I’ve said before on this blog that a writer has to read with an eye toward how something is made. When I read, I often find myself being profoundly affected by the way a writer has chosen to shape language via syntax, word choice, sentence structure, prose rhythm, etc. I find myself admiring the sound that a certain passage makes, and I start to consider how the writer achieved that sound merely by the arrangement of words.
Take this passage, for example, from Ann Beattie’s story, “In the White Night,” a story about Vernon and Carol, parents who are grieving their daughter’s death. A brief digression here: I first wrote a similar sentence about this story in my craft book, Telling Stories, only I wrote it like this, “This is the story of Vernon and Carol, parents grieving the death of their daughter.” When I wrote it in this entry, I decided that the sound of the word, “death,” made a more final stop for the end of that sentence. To my way of thinking the word, “daughter,” elongates, giving the impression of life going on; the word, “death,” on the other hand is more abrupt, more in keeping with the sudden loss that Vernon and Carol have suffered. I don’t mind revising myself here for the purpose of showing how a slight rearrangement of a sentence can better enforce the sentiment that it contains.

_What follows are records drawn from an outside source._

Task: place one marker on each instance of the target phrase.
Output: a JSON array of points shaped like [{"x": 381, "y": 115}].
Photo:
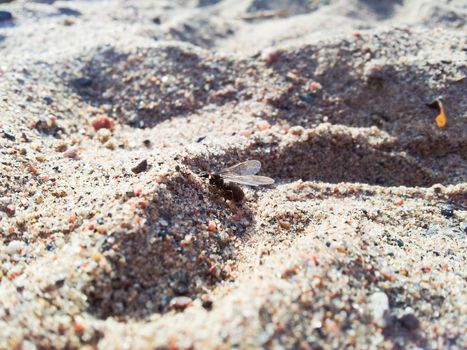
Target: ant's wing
[
  {"x": 250, "y": 180},
  {"x": 250, "y": 167}
]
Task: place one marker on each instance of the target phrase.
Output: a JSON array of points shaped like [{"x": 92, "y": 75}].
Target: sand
[{"x": 111, "y": 239}]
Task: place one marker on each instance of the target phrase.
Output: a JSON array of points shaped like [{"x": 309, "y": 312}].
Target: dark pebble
[
  {"x": 447, "y": 211},
  {"x": 5, "y": 16},
  {"x": 48, "y": 100},
  {"x": 207, "y": 304},
  {"x": 308, "y": 98},
  {"x": 410, "y": 322},
  {"x": 8, "y": 136},
  {"x": 199, "y": 139},
  {"x": 83, "y": 82},
  {"x": 180, "y": 303},
  {"x": 142, "y": 166},
  {"x": 69, "y": 12},
  {"x": 49, "y": 247}
]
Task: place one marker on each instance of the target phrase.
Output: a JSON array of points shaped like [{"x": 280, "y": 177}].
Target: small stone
[
  {"x": 379, "y": 305},
  {"x": 5, "y": 16},
  {"x": 375, "y": 70},
  {"x": 410, "y": 322},
  {"x": 110, "y": 145},
  {"x": 72, "y": 153},
  {"x": 285, "y": 225},
  {"x": 206, "y": 302},
  {"x": 10, "y": 210},
  {"x": 308, "y": 98},
  {"x": 61, "y": 147},
  {"x": 83, "y": 82},
  {"x": 447, "y": 211},
  {"x": 296, "y": 130},
  {"x": 399, "y": 242},
  {"x": 269, "y": 55},
  {"x": 14, "y": 247},
  {"x": 180, "y": 303},
  {"x": 103, "y": 135},
  {"x": 8, "y": 136},
  {"x": 5, "y": 200},
  {"x": 102, "y": 122},
  {"x": 263, "y": 125},
  {"x": 142, "y": 166},
  {"x": 212, "y": 226}
]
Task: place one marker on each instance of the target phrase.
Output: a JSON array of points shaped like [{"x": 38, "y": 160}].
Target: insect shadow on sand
[
  {"x": 227, "y": 180},
  {"x": 171, "y": 256}
]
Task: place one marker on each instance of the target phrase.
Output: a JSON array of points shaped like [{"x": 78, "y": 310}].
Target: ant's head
[{"x": 203, "y": 174}]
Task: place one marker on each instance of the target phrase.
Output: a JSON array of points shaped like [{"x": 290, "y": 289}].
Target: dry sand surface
[{"x": 111, "y": 239}]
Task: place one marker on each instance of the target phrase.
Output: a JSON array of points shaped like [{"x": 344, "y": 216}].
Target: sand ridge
[{"x": 361, "y": 241}]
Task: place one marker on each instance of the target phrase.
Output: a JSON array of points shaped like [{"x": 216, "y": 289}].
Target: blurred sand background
[{"x": 109, "y": 239}]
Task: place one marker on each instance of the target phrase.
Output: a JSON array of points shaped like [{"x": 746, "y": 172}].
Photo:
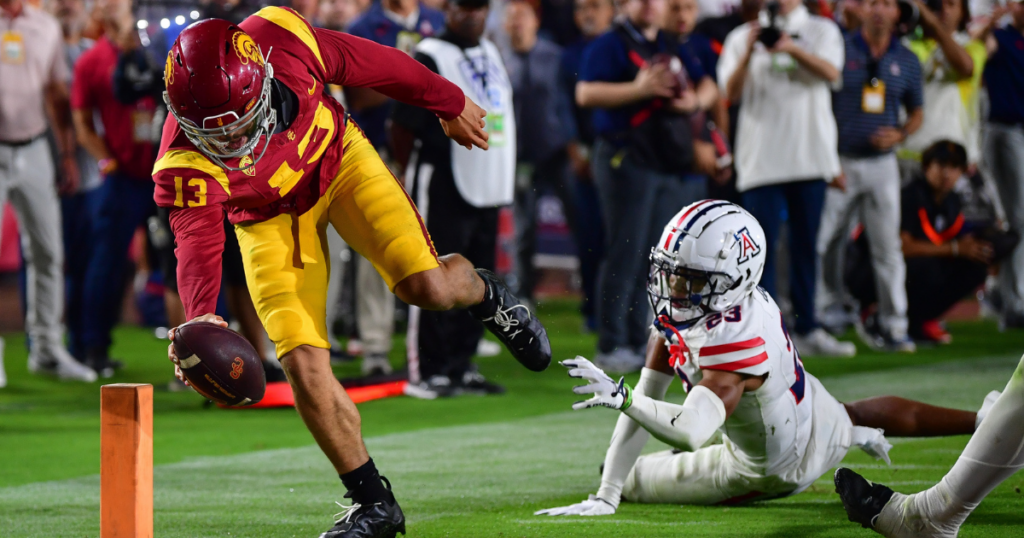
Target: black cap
[{"x": 471, "y": 4}]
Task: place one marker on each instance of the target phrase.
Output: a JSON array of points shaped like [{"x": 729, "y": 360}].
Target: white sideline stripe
[{"x": 558, "y": 261}]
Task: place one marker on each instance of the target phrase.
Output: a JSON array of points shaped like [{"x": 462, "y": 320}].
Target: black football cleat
[
  {"x": 863, "y": 501},
  {"x": 380, "y": 520},
  {"x": 513, "y": 324}
]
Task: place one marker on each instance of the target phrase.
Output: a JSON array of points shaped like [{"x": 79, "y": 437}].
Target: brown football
[{"x": 219, "y": 364}]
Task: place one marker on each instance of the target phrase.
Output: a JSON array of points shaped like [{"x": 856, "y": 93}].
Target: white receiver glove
[
  {"x": 606, "y": 392},
  {"x": 592, "y": 506}
]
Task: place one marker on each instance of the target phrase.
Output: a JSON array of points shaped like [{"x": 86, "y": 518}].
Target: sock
[
  {"x": 488, "y": 305},
  {"x": 365, "y": 484},
  {"x": 993, "y": 454},
  {"x": 629, "y": 439}
]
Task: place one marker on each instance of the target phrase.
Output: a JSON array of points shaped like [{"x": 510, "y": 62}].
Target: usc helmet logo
[
  {"x": 248, "y": 168},
  {"x": 246, "y": 48},
  {"x": 169, "y": 70}
]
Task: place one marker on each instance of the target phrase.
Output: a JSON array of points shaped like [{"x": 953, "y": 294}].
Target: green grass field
[{"x": 464, "y": 467}]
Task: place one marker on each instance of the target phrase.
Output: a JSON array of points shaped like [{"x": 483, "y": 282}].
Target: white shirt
[{"x": 786, "y": 130}]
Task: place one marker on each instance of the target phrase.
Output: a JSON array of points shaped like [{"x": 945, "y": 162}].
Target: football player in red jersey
[{"x": 252, "y": 131}]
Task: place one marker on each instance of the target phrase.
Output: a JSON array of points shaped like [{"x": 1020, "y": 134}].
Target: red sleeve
[
  {"x": 80, "y": 95},
  {"x": 199, "y": 233},
  {"x": 355, "y": 61}
]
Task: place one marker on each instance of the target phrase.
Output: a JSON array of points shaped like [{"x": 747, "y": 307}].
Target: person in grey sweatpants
[
  {"x": 880, "y": 77},
  {"x": 34, "y": 77},
  {"x": 1005, "y": 161}
]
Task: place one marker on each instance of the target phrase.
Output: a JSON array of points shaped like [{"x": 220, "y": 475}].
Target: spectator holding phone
[
  {"x": 951, "y": 64},
  {"x": 781, "y": 69},
  {"x": 880, "y": 78}
]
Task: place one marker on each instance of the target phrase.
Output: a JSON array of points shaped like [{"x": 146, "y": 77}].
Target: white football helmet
[{"x": 711, "y": 255}]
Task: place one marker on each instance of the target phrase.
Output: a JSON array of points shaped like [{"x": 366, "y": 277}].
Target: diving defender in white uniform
[{"x": 725, "y": 338}]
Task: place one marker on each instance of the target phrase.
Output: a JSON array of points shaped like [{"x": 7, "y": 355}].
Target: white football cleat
[{"x": 487, "y": 348}]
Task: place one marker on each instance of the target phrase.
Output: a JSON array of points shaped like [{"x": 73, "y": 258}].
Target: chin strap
[{"x": 677, "y": 346}]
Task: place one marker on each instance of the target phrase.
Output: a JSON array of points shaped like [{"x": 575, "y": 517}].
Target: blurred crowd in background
[{"x": 879, "y": 142}]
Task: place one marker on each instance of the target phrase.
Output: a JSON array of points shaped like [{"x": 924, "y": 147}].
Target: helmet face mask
[
  {"x": 709, "y": 258},
  {"x": 228, "y": 136},
  {"x": 218, "y": 88}
]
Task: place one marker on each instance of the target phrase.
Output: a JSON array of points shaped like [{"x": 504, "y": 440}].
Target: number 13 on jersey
[{"x": 200, "y": 191}]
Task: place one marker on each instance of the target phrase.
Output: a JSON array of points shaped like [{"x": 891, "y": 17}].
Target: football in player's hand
[{"x": 219, "y": 364}]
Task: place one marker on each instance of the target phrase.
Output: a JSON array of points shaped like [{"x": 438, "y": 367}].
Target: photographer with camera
[
  {"x": 780, "y": 69},
  {"x": 881, "y": 77},
  {"x": 643, "y": 86},
  {"x": 951, "y": 65}
]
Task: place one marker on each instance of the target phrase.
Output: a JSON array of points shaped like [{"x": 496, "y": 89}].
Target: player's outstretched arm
[
  {"x": 173, "y": 357},
  {"x": 687, "y": 426},
  {"x": 467, "y": 128}
]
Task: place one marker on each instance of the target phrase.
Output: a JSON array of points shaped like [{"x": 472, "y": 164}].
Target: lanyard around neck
[{"x": 482, "y": 75}]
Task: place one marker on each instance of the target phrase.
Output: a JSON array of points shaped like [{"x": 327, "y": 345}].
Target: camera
[{"x": 771, "y": 33}]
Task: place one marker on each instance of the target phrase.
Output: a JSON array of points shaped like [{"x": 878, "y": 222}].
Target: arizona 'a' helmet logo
[{"x": 748, "y": 247}]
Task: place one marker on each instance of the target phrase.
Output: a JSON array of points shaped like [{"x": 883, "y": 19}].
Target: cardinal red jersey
[{"x": 301, "y": 161}]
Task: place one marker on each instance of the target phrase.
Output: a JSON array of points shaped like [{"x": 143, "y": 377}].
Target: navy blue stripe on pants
[
  {"x": 803, "y": 202},
  {"x": 124, "y": 205}
]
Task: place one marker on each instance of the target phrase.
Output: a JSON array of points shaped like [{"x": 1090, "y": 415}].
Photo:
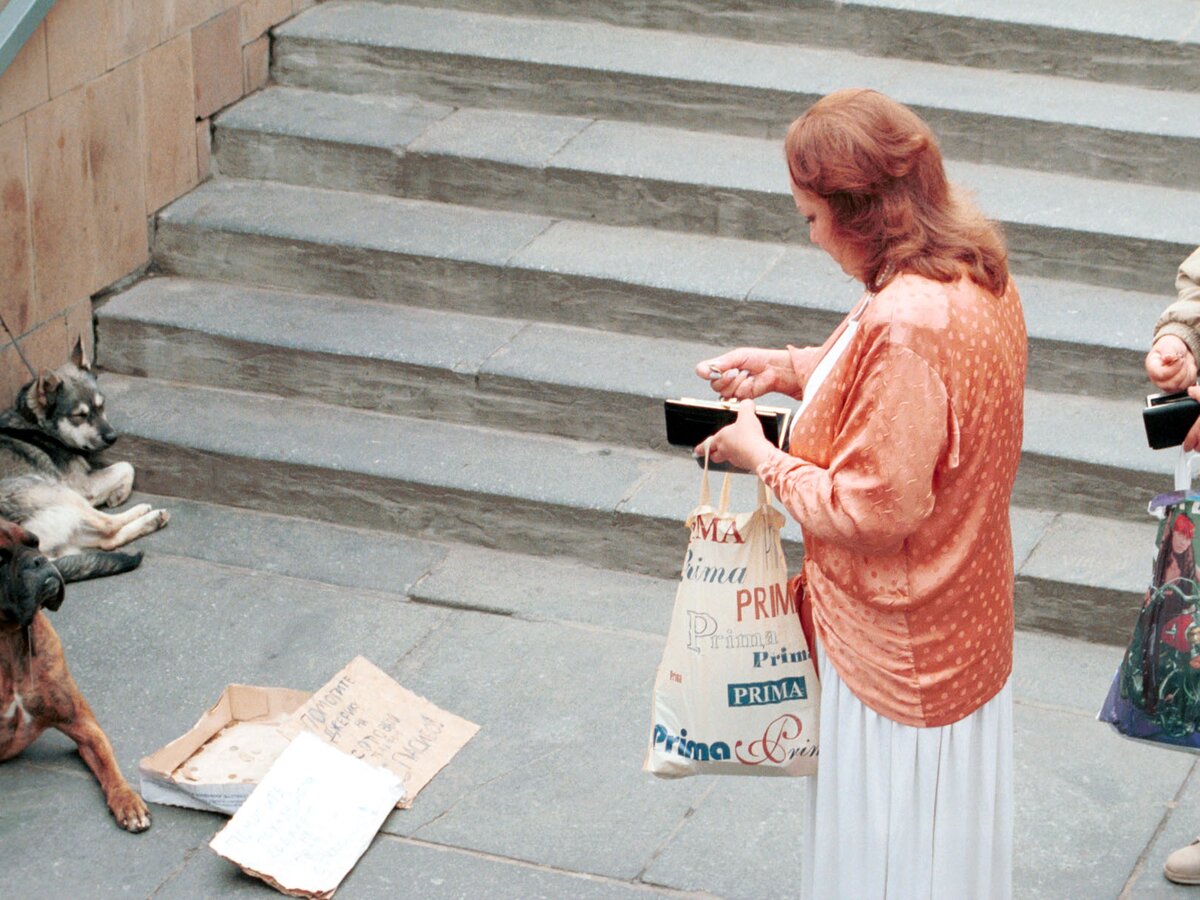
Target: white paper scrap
[{"x": 312, "y": 816}]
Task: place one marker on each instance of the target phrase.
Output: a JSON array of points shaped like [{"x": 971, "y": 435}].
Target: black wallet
[
  {"x": 1169, "y": 418},
  {"x": 690, "y": 421}
]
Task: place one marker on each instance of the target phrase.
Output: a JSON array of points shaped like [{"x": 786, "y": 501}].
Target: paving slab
[
  {"x": 187, "y": 628},
  {"x": 549, "y": 797},
  {"x": 58, "y": 839},
  {"x": 1181, "y": 827},
  {"x": 555, "y": 773},
  {"x": 397, "y": 868},
  {"x": 1087, "y": 804}
]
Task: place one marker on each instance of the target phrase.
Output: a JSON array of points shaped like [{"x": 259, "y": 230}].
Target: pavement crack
[
  {"x": 174, "y": 873},
  {"x": 1144, "y": 857},
  {"x": 679, "y": 826}
]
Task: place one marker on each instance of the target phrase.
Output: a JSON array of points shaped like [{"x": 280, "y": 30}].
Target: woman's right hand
[
  {"x": 1170, "y": 364},
  {"x": 748, "y": 372}
]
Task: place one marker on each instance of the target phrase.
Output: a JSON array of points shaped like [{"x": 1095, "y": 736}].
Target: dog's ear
[
  {"x": 12, "y": 534},
  {"x": 46, "y": 388},
  {"x": 79, "y": 357}
]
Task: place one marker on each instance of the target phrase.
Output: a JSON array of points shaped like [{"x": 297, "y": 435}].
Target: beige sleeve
[{"x": 1182, "y": 318}]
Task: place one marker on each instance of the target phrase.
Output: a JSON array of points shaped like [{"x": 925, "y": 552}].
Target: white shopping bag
[{"x": 737, "y": 691}]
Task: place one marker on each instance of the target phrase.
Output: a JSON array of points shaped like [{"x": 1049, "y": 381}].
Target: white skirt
[{"x": 898, "y": 813}]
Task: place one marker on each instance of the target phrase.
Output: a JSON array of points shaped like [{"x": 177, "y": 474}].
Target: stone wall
[{"x": 105, "y": 119}]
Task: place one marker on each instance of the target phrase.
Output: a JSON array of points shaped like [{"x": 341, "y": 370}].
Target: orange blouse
[{"x": 900, "y": 474}]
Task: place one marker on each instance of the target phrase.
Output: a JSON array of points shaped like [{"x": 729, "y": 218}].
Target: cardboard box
[{"x": 216, "y": 765}]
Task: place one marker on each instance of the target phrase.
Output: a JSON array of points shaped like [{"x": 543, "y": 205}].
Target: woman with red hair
[{"x": 899, "y": 471}]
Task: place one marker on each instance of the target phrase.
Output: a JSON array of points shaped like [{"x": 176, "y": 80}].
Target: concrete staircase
[{"x": 457, "y": 255}]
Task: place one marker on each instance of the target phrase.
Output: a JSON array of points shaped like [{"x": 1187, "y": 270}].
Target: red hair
[{"x": 879, "y": 167}]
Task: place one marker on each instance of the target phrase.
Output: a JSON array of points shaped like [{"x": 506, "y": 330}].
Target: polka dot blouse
[{"x": 900, "y": 474}]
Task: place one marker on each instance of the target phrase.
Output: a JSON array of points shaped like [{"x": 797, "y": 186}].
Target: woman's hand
[
  {"x": 743, "y": 443},
  {"x": 748, "y": 372},
  {"x": 1170, "y": 364}
]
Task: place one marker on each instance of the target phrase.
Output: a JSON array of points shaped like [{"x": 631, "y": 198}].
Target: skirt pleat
[{"x": 899, "y": 813}]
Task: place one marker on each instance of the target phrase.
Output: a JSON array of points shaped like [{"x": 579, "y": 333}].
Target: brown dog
[{"x": 36, "y": 690}]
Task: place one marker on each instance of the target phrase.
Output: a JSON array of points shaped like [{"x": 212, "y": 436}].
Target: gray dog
[{"x": 51, "y": 485}]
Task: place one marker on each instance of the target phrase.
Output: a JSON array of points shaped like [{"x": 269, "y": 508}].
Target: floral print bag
[{"x": 1156, "y": 693}]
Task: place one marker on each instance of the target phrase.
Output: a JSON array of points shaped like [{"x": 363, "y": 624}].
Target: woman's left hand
[{"x": 742, "y": 444}]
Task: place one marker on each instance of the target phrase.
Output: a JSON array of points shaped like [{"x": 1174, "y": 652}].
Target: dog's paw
[
  {"x": 120, "y": 495},
  {"x": 130, "y": 810}
]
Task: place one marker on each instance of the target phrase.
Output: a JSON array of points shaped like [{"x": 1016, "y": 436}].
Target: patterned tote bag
[{"x": 1156, "y": 693}]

But back to Beattie’s story. Describing Vernon and Carol driving home from a party on a cold, icy night, she says, “They passed safely through the last intersection before their house. The car didn’t skid until they turned onto their street. Carol’s heart thumped hard, once, in the second when she felt the car becoming light, but they came out of the skid easily.” Here, I believe Beattie wanted the sentence to express a single moment of alarm before a return to safety. She achieves that effect with the two declarative sentences that begin the passage, sentences that are solid, trustworthy, sentences that put Vernon and Carol on solid ground. Those first two sentences have such a steady sound. A musical surprise arrives in the third sentence, the one that describes the precarious moment on the ice. This sentence disturbs the safety of the first two declarative sentences. The car’s sudden slide arrives with a thump, just like the thump of the heart that Carol experiences. The word, “thumped,” bangs its way onto the page. The very sound of the word hammers a beat into this sentence, a beat reinforced by the pause, or the caesura, if you will, of the word “once” that lets the sentence slide just the way the car is sliding. The last part of the sentence, the subordinate clause with its subject and verb echoing the declarative sentences that began the passage, returns us to steady ground once the danger has passed.
I hope this example will illustrate how, on a sentence level, writers can think more fully about the choices that lead to specific effects. Richard Ford, when asked in a Paris Review interview about the single aspect of fiction that was central to his writing process, stressed the importance of language: “I’m always interested in words, and no matter what I’m doing—describing a character or a landscape or writing a line of dialogue—I’m moved, though not utterly commanded by an interest in the sound and rhythm of the words, in addition, I ought to say, to what the words actually denote.” Ford rightly points out that the music of language isn’t solely the province of poets. The shape of a sentence is always directly connected to the expression of meaning.